Last week, Baltimore’s chief prosecutor, Marilyn J. Mosby, charged six officers in the death of Freddie Gray. The charges included second-degree murder, manslaughter, assault, misconduct in office and false imprisonment.
(These were only charges. There will be a defense and a trial. The officers remain innocent until and unless proven guilty.)
Mosby said at a news conference on Friday as she laid out the case and announced the charges: “To the people of Baltimore and the demonstrators across America: I heard your call for ‘No justice, no peace.’ ” She continued: “Last but certainly not least, to the youth of the city. I will seek justice on your behalf. This is a moment. This is your moment. Let’s ensure we have peaceful and productive rallies that will develop structural and systemic changes for generations to come. You’re at the forefront of this cause and as young people, our time is now.”
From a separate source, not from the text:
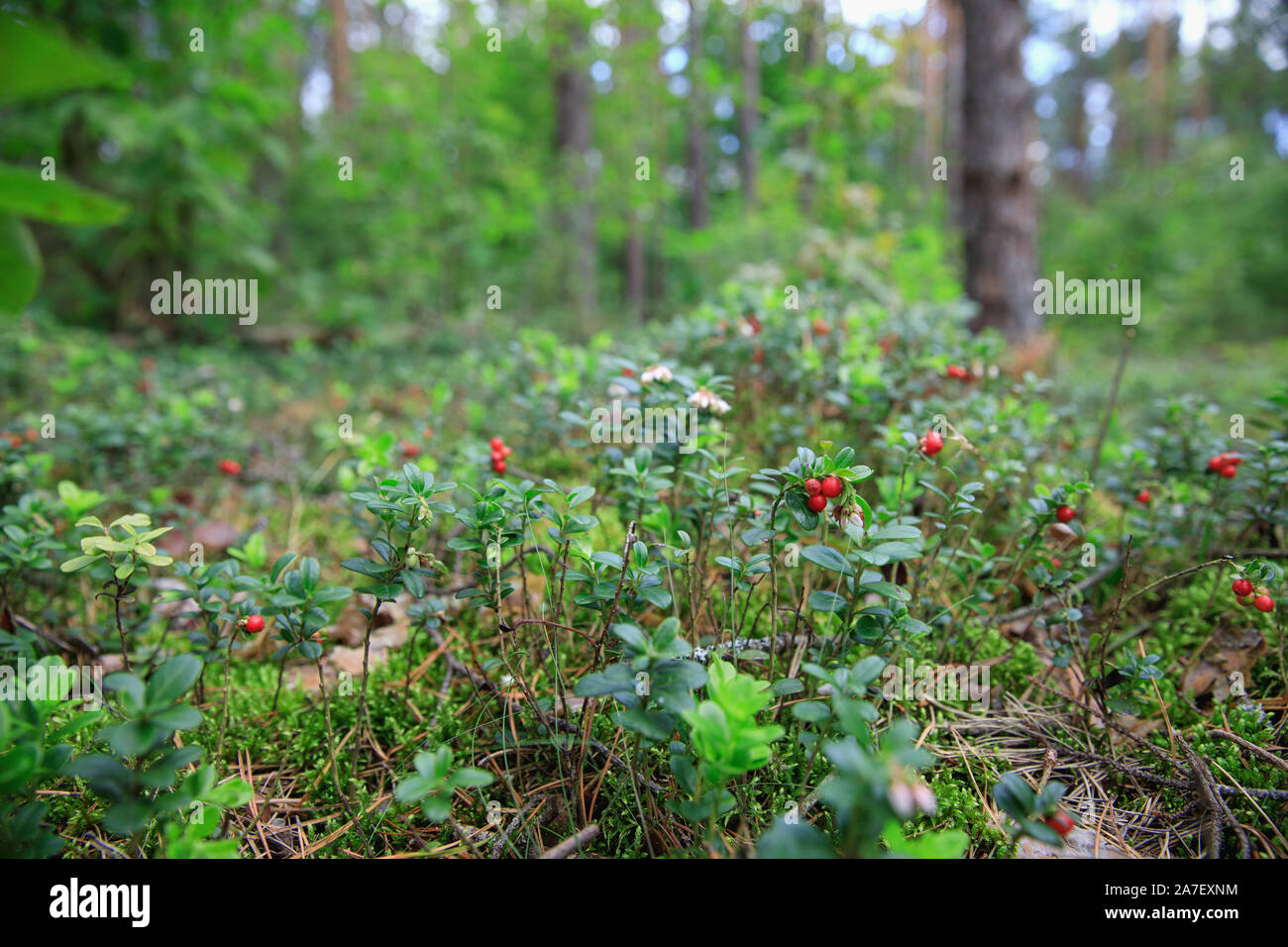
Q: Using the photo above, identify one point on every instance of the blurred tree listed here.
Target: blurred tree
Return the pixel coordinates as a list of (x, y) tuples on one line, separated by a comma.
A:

Mosby seemed to recognize in that moment that this case and others like it are now about more than individual deaths and individual incidents, but about restoration — or a formation — of faith for all of America’s citizens in the American justice system itself.
Faith in the system is the bedrock of the system. Without it, the system is drained of its inviolable authority. This is the danger America now faces.
After George Zimmerman shot Trayvon Martin through the chest and walked free. After there was no indictment of the officer who choked the life out of Eric Garner on video. After an officer shot and killed John Crawford in an Ohio Walmart as he walked around the store with an air rifle he’d picked up off the store’s own shelves, and another officer grilled his girlfriend until she cried, “accusing her of lying, threatening her with jail time and suggesting she could be on drugs,” according to CNN.
After the city of Cleveland claimed — then apologized for claiming — that Tamir Rice was responsible for his own death when officers shot him in the stomach — an injury he would later die from — in a park as he played with a toy gun.
According to The Washington Post:
“In the court filing, which was a formal response from the city to a federal lawsuit by the Rice family, city attorneys declare that Tamir and his family ‘were directly and proximately caused by their own acts...’ and added that Tamir caused his own death ‘by the failure... to exercise due care to avoid injury.’”
And after Anthony Ray Hinton sat on Alabama’s death row for 30 years — “one of the longest serving death row prisoners in Alabama history,” according to the Equal Justice Initiative, which won his release last month — for murders he didn’t commit. He was arrested and charged based on the assertion that a revolver taken from his mother’s home was used in two capital murders and a third uncharged crime. Even after experts found in 2002 that the gun didn’t match the crime evidence, prosecutors refused to revisit the case.
It took more than a decade of additional litigation before a judge threw out the case. Prosecutors finally conceded that the crime bullets couldn’t be matched to the Hinton weapon. “For all of us that say that we believe in justice, this is the case to start showing, because I shouldn’t have (sat) on death row for 30 years, Hinton told the press. “All they had to do was test the gun.”
Last year Glenn Ford, Louisiana’s longest-serving death row prisoner, was also set free after nearly 30 years facing execution for a murder that he also did not commit. According to The New York Daily News: “A judge freed Ford from the Louisiana State Penitentiary a year ago when evidence, believed to have been suppressed during the trial, surfaced exonerating him from the all-white jury’s decision in the murder of a nearly blind Shreveport watchmaker, Isadore Rozeman.”
The lead prosecutor in the Ford case, A.M. Stroud III, apologized in a column published by The Shreveport Times, saying: “In 1984, I was 33 years old. I was arrogant, judgmental, narcissistic and very full of myself. I was not as interested in justice as I was in winning. To borrow a phrase from Al Pacino in the movie ‘And Justice for All,’ ‘Winning became everything.’ ” He concluded: “How totally wrong was I.”
After last month N.P.R. reported that Mayor Rahm Emanuel of Chicago was supporting a $5.5 million reparations package for victims of a former police commander and his officers in that city. As MSNBC’s Trymaine Lee put it, they “for decades ran a torture ring that used electrical shock, burning and beatings on more than 100 black men.”
All of this and more eats away at public confidence in equal justice under the law and reaffirms people’s worst fears: that the eyes of justice aren’t blind but jaundiced. As Langston Hughes once wrote:
“That Justice is a blind goddess / Is a thing to which we black are wise: / Her bandage hides two festering sores / That once perhaps were eyes.”